Ketchum back in hangman?s noose


A year ago, when Ketchum awoke to a spate of business closures and the potential for mostly unoccupied single-family homes and townhouses to overwhelm downtown, the City Council imposed a building moratorium. That gave it time to revise its ordinances to protect the business core and to spur development of middle-income housing.

The city saw the hangman's noose around its neck. It knew that if the noose were allowed to tighten, the city would see its business base and sales tax revenues strangled, and its workforce disappear.

The city asked well-regarded consultants to tell it how to unbind its hands, destroy the hangman's noose and revitalize downtown.

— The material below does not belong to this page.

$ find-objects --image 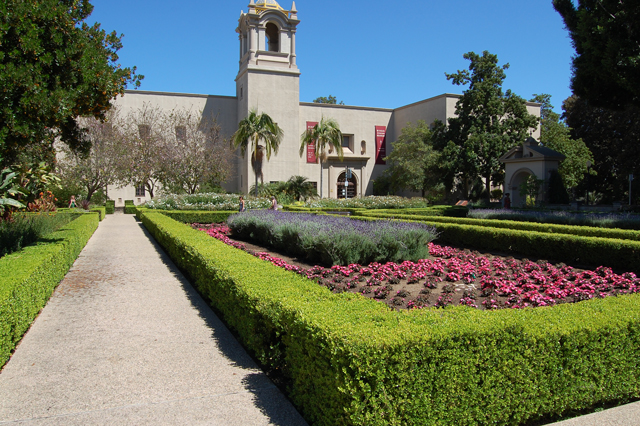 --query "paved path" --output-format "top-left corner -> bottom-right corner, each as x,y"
0,214 -> 306,426
0,214 -> 640,426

The consultants gave the city a wise and balanced plan to increase the size of buildings, provide reasonable profit incentives in exchange for housing and commercial space, and enhance the mountain town's character at the same time.

Instead of embracing it on Monday, the City Council not only climbed back onto the scaffold, it handed the hangman the noose.

Three of four council members, with the sole exception of Steve Shafran, folded when faced with accepting a plan that could have revitalized the town.

The council did this by messing with the floor area ratio—a simple number that controls building size, but which scares and confuses most people.

The council ordered up a plan that removes the profit incentive and makes development of workforce housing a loser.

Did the council, its planning staff or attorneys ask the consultants about the effect on the plan? No.

Did the council accept the recommendation of its own planning staff? No.

Instead, it embraced a Planning and Zoning Commission recommendation driven by an irrational fear of so-called "big" buildings. It abandoned the very people it claims to want to protect—the middle class.

Housing advocates—apparently grateful for any crumbs they got—sat silent as the council bled off housing.

Downtown business owners who have previously testified to the urgent need for workforce housing were absent.

If a public hearing Thursday night does not change the council's mind, Ketchum could well end up a carcass—the town that put the noose around its own neck.